Uit de beoordeling van de primaire vordering vloeit voort dat er geen sprake is van schade uit onrechtmatig handelen. Daar komt bij dat de schade door [eiser] nauwelijks is onderbouwd. Dat betekent dat ook de subsidiaire vordering wordt afgewezen.
4.9.
[eiser] is de partij die ongelijk krijgt en hij zal daarom in de proceskosten worden veroordeeld.
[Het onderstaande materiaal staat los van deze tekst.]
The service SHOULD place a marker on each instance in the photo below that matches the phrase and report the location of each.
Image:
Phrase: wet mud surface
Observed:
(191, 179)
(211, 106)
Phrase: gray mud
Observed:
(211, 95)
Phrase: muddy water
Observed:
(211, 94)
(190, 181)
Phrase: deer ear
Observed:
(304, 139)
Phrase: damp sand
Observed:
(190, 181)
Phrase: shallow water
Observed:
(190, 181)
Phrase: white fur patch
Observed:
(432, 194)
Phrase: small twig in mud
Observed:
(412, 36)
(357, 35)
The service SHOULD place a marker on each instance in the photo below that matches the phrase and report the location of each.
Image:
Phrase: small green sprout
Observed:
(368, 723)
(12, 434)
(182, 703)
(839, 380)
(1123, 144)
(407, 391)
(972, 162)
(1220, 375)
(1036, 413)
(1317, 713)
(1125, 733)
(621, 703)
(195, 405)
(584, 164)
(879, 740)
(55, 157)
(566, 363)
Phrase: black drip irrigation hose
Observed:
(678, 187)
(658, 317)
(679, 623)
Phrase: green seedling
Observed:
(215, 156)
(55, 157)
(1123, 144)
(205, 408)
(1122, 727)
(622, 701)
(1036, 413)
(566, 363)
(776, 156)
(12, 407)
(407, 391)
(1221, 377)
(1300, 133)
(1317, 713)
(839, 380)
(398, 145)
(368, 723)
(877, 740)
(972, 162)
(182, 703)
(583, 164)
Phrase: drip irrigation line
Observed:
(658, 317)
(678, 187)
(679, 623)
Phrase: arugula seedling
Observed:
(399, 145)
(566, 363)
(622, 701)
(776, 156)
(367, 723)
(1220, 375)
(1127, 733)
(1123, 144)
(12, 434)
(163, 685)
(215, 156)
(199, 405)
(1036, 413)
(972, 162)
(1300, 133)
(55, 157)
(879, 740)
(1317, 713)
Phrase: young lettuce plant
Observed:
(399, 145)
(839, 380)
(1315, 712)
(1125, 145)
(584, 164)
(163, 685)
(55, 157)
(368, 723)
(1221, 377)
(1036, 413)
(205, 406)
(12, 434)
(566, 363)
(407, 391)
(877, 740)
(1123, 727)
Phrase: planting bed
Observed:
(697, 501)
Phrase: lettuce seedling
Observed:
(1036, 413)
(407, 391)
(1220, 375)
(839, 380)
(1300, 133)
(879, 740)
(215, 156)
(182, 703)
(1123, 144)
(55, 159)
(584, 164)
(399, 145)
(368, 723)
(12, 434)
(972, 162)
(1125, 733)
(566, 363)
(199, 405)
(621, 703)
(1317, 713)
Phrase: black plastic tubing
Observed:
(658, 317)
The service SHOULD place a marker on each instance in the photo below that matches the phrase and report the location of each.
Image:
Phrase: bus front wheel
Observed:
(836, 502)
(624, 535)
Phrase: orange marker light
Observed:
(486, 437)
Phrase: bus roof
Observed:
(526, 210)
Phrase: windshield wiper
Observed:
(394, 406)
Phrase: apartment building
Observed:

De proceskosten aan de zijde van het Philips Pensioenfonds worden tot dit vonnis vastgesteld op € 1.058,- voor het salaris van de gemachtigde (2 punten x € 529,-).
4.10.
[eiser] zal worden veroordeeld in de nakosten op de wijze zoals in de beslissing vermeld.
5 De beslissing
De kantonrechter
5.1.
wijst de vorderingen van [eiser] af,
5.2.
veroordeelt [eiser] in de proceskosten, aan de zijde van het Philips Pensioenfonds tot dit vonnis vastgesteld op € 1.058,-;
5.3.
veroordeelt [eiser] in de na dit vonnis ontstane kosten, begroot op:
- € 132,00 aan salaris gemachtigde,
- te vermeerderen met de explootkosten als [eiser] niet binnen veertien dagen na aanschrijving aan het vonnis heeft voldaan en er vervolgens betekening van de uitspraak heeft plaatsgevonden;
5.4.
verklaart dit vonnis wat betreft de onder 5.2 en 5.3 genoemde beslissingen uitvoerbaar bij voorraad.
Dit vonnis is gewezen door mr. B.C.W. Geurtsen-van Eeden en in het openbaar uitgesproken op 7 december 2023.